Migranti a Civita D’Antino, il sindaco chiede il presidio dell’esercito

20 nuovi migranti a Civita D'Antino, otto dei quali sono risultati positivi al Covid. Il sindaco Cicchinelli: "Ho richiesto un presidio dell'esercito, nella struttura non ci sono le condizioni di sicurezza".

Venti nuovi migranti a Civita D’Antino, otto dei quali sono risultati positivi al Covid-19. Il sindaco Cicchinelli: “Ho richiesto un presidio dell’esercito, se non ci sarà assegnato mi dimetterò”.

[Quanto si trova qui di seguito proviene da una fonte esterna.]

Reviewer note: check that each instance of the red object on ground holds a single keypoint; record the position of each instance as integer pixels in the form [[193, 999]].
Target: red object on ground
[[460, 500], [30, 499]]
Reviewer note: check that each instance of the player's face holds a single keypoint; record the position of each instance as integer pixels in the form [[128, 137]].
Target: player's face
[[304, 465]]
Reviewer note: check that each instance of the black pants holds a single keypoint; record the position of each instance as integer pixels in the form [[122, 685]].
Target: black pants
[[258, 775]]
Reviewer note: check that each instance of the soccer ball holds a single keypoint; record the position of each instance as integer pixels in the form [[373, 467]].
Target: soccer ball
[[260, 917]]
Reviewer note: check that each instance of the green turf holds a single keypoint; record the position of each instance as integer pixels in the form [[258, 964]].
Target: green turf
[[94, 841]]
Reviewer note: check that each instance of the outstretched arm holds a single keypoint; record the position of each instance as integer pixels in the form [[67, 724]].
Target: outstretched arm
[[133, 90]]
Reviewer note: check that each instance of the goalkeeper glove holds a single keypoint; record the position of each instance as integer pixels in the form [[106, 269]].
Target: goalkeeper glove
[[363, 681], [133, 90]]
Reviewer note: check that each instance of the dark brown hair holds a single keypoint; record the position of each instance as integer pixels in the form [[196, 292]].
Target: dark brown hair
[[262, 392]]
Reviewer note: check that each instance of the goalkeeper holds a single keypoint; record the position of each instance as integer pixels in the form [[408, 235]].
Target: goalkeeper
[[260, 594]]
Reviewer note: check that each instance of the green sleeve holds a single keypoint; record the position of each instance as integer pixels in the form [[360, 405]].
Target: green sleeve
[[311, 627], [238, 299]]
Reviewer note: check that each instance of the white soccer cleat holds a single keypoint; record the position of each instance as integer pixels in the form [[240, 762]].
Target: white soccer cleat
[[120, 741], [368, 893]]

Inoltrata la richiesta ufficiale del primo cittadino Sara Cicchinelli al Prefetto dell’Aquila, Cinzia Torraco. “Ritengo che nel Centro di Accoglienza presente sul territorio comunale di Civita d’Antino non ci siano le condizioni di sicurezza, necessarie ad ospitare i migranti, in questa delicata situazione di emergenza sanitaria“. Comunica il sindaco, che, la scorsa settimana, ha inoltrato richieste di verifica strutturale e sanitaria del Cas, alla Asl1. 

“Se anche una sola persona dovesse risultare contagiata a causa di questo focolaio nel Cas – persona residente a Civita o nei Comuni limitrofi – porterò in Tribunale i gestori della struttura e anche il Governo, responsabile per la gestione di una situazione ormai fuori controllo”.

Sicurezza e controlli, quindi, che si rendono necessari soprattutto ora, ai risultati dei tamponi eseguiti sugli ospiti arrivati, qualche giorno fa, all’interno della struttura. Si tratta di un centro ricettivo convertito in Centro di Accoglienza da cinque anni a questa parte, quando si registrò il primo arrivo di migranti. Era il 2015.

Otto dei test Covid sono risultati positivi al contagio. Due, inoltre, i casi nel vicino Comune di Canistro, dove sono arrivati 15 migranti. Si tratta dei 200 migranti assegnati all’Abruzzo dal Ministero dell’Interno, 50 dei quali arrivati in Provincia dell’Aquila, dati della Prefettura alla mano.

Questa mattina alle 10 l’audizione dei sindaci interessati dall’arrivo dei 200 migranti nei Comuni d’Abruzzo.